Location
- 300 West Chenango Avenue Englewood, Colorado 80110 United States 39°37′38″N 104°59′31″W﻿ / ﻿39.62722°N 104.99194°W

Information
- Former name: Colorado's Finest Alternative High School
- Type: Public alternative high school
- Motto: Choose Your Finest Future
- Established: 1980; 46 years ago
- School district: Englewood 1
- CEEB code: 060516
- NCES School ID: 080378001310
- Principal: Cindy Chick
- Teaching staff: 17.37 (on an FTE basis)
- Grades: 9–12
- Gender: Coeducational
- Enrollment: 223 (2023–24)
- Student to teacher ratio: 12.84
- Campus type: Suburban, Large
- Colors: Black and purple
- Website: cfhsc.englewoodschools.net

= Colorado's Finest High School of Choice =

Colorado's Finest High School of Choice is an alternative public high school in Englewood, Colorado, United States, a suburb of Denver.

CFAHS serves students who prefer to attend an alternative program with a flexible start and end time. Graduates receive a certified high school diploma by completing 23 credit hours.

In 2014, the school changed its name from Colorado's Finest Alternative High School to Colorado's Finest High School of Choice The school also moved into a new facility at that time.

==School hours==
The program runs from 7:55 AM to 4:00 PM. There is a single 30-minute break for lunch around noon; it is a closed campus but students are allowed to obtain lunch either on campus or by ordering in (only during their lunch break).

==Accreditation==
The school is accredited by the North Central Association of Secondary Schools, the Colorado Department of Education, and holds membership in the College Board, the National Alliance of High Schools, and the National Association of College Admissions Counseling.

==History==
The previous name of the school was created by the first group of students who stated they attended the "Finest" alternative high school in Colorado. Several times throughout the years the students have been asked how they feel about changing the name and they have always voted to remain Colorado's Finest Alternative High School.

==Awards==
In December 1991, the Colorado School Board of Education recognized CFAHS as a Commissioner's Challenger School. It was one of three high schools to receive this honor.
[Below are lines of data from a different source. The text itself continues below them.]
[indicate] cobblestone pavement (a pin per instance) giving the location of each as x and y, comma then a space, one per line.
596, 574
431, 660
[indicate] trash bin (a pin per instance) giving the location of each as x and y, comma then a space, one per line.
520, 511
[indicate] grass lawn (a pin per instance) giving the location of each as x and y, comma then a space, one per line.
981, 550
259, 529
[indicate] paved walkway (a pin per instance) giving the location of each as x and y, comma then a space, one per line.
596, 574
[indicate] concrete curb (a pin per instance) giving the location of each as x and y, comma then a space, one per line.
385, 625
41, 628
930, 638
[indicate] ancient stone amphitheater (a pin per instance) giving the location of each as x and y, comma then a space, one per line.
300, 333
In 1992, the Colorado State Board of Education recognized CFAHS as a School of Excellence. The school has been recognized as a School of Excellence for six consecutive years, and is the only high school in Colorado to achieve this.

The Colorado State Board of Education and the Colorado Association of Commerce and Industry jointly award the John J. Erwin Colorado School of Excellence each spring to schools that maintain their high academic standards. CFAHS is the only high school to receive this award for five consecutive years.

In 2005, CFAHS received the El Pomar Foundation for "Outstanding High School of the Year."